Summer Travels Part 1: Croatia & Slovenia

This summer we traveled to Croatia, Slovenia, Austria and Germany over an 8 day period. We traveled with family and were blessed with good weather for the most part. Since the trip spanned so many places, I will try to crystallize the experiences and focus on the highlights. Instead of wasting space with paragraphs of text, I will include numerous images and as you will see, each image speaks volumes for itself.

We had a lot of fun on this trip and returned home more tired than we were before we left. We did a lot of wonderful sight-seeing, but definitely were not able to get in as much rest and family time as I’d have liked.

Let’s jump right into it:

First stop: Croatia. We spent 3 nights here. We spent 2 days in the capital Zagreb, taking in the sights and sounds of the city. It’s a medium-sized city where people are very friendly and things are much cheaper than Western Europe. Most of the main tourist attractions were pretty concentrated around the center. It’s easy (and fun) to get lost strolling around the quaint cobbled streets, grabbing a beer in one the many street side cafes, stopping by the main farmers’ market, and hopping in and out of esoteric museums. We tried the museum of torture, which I’d recommend if you’re not faint of hearted, and the museum of broken relationships, which I thought was a complete waste of time and money and would advise you to avoid at all costs. Croatia’s old school communist provenance is also fairly visible in the older buildings and tramcars that dot the city.

Day 2 we visited the Plitvice Lakes National Park. This place’s fame was the entire reason Croatia even made it on to our itinerary. A beautiful almost 300 sq. km. park, it consists of 16 large lakes, at different heights, connected by waterfalls. There are numerous excursions that can be undertaken following the various marked trails. We chose the longest that lasted 6 hours and was probably around 9 kilometers. There are numerous walkways and trails crisscrossing the lakes and also a combination of bus and boat rides that need to be taken to complete the excursion.

To say it was beautiful doesn’t do justice to the marvel of this place. Crystal clear waters through which you can see the bottom, a plethora of waterfalls of all heights, a wide variety of flora, plentiful fish and wonderfully designed walkways all let you immerse yourself into the natural experience without damaging this stunning wonderland.
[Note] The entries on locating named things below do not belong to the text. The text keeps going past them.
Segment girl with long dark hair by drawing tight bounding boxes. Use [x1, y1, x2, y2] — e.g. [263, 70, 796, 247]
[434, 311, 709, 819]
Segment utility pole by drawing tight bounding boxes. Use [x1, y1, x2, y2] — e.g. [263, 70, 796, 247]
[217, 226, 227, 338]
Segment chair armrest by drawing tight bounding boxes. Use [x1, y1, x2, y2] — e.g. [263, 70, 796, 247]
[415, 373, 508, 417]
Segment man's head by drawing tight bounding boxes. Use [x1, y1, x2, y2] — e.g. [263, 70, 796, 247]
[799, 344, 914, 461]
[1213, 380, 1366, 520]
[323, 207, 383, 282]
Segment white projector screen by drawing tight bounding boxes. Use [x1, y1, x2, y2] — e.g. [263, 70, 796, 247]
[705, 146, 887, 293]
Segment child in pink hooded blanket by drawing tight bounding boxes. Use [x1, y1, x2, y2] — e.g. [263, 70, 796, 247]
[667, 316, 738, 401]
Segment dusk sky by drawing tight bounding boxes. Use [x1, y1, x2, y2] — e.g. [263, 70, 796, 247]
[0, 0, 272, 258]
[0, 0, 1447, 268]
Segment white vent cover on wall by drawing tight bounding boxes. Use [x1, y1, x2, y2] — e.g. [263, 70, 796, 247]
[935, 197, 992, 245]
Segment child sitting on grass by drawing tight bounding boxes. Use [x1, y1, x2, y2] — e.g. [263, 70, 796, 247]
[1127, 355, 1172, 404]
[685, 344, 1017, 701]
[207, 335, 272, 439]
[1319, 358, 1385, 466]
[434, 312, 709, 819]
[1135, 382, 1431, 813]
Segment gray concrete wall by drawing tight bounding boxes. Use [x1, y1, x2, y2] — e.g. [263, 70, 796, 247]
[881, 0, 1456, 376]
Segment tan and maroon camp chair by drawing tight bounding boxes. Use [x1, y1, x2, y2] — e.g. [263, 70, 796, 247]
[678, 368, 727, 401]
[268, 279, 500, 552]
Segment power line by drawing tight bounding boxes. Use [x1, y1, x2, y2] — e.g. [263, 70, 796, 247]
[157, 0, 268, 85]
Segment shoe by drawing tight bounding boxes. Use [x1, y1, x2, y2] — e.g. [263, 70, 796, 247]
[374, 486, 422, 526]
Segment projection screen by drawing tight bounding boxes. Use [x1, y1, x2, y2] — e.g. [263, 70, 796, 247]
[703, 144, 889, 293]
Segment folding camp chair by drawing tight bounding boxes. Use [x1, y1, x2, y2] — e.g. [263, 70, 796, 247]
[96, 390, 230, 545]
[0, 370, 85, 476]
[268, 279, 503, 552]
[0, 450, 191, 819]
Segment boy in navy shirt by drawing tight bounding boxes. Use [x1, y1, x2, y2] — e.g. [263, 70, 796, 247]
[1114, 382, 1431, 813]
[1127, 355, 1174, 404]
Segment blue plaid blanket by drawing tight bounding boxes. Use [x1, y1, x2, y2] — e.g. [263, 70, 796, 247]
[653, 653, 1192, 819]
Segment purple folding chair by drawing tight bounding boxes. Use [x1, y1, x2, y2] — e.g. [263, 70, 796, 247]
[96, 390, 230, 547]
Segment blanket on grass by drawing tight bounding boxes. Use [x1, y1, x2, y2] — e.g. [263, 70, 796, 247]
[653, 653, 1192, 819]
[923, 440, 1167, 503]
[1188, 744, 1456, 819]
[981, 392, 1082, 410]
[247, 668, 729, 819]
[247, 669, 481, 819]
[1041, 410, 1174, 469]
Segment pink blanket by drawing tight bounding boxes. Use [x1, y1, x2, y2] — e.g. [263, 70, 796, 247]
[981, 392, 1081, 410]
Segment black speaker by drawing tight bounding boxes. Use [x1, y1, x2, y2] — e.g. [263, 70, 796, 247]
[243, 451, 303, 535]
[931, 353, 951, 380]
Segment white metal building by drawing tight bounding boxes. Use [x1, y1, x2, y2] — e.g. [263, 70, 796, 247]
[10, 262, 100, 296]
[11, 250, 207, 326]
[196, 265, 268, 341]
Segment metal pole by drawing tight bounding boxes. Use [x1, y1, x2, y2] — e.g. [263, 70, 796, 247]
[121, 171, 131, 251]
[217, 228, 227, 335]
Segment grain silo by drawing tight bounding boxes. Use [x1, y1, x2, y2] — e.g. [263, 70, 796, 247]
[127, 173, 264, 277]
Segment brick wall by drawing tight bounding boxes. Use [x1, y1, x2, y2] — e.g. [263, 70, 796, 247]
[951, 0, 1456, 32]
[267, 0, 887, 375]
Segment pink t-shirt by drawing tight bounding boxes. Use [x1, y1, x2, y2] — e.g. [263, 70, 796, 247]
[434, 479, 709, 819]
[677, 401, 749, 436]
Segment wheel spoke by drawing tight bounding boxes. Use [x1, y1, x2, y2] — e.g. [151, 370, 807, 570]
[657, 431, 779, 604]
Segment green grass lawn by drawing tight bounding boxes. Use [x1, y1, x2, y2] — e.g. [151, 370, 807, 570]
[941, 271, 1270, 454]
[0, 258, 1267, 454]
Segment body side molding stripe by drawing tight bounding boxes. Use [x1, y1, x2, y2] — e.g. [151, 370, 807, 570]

I couldn’t help but want to jump into the water and unwind, but the Honey Bee maintained a tight grip. 😛

A side note: I was highly surprised to learn that most people across Croatia, not just in the capital, are fairly proficient in English. Quite a surprise given the wide gulf in the quality of education and wealth between Croatia and most of its non-English speaking European counterparts.

Second stop: Slovenia. We spent 2 nights in the capital: Ljubljana (liub-lee-yana). We visited the Postojna Caves, a massive cave system carved out by the Pivka River. Following a mini-train ride that takes you deep into the caves, you walk for around an hour in the depths of the earth, alternating between small connecting passageways and massive cavernous halls; the enormity of this cave system is mind-boggling. Seeing the grand calcium stalactites (the ones that grow downwards from the ceiling), stalagmites (the ones that grow upwards from the ground), and the rare instance when they fused to form columns was a truly unforgettable experience. It’s humbling to be witness to these grand structures that have grown over centuries. FYI: The average stalactite grows at the rate of 0.13 mm/year.

Here, we were also fortunate to witness the Olm, popularly known as the Human Fish. These cave dwelling amphibians live in the range of 60-100 years, are capable of surviving 7-10 years without food and are blind owing to their underdeveloped eyes. The Postojna Caves are a must visit for anyone visiting Europe.

Close by, we also paid a quick visit to the Predjama Castle, a large full-on renaissance era castle built flawlessly inside a cave’s mouth, complete with moat, drawbridge, torture
chamber and secret tunnels. Walking around outside and inside, it is hard to tell where the castle ends and the cave begins.

On day 2, we visited the ominous sounding Bled. A small town built around a glacial lake, this picturesque getaway boasts of a small island with a rustic church and a café in the middle of the lake. To get to the island, you can take a ride in one of the charming little boats that ferry passengers back and forth. Or, if you want to do something more interesting you can rent a boat and row the 10-15 minutes to the island. I’m glad to report I safely rowed the entire family all the way to the island, all the while enjoying the uplifting beats of Volare.  A great way to wrap up the first half of our trip.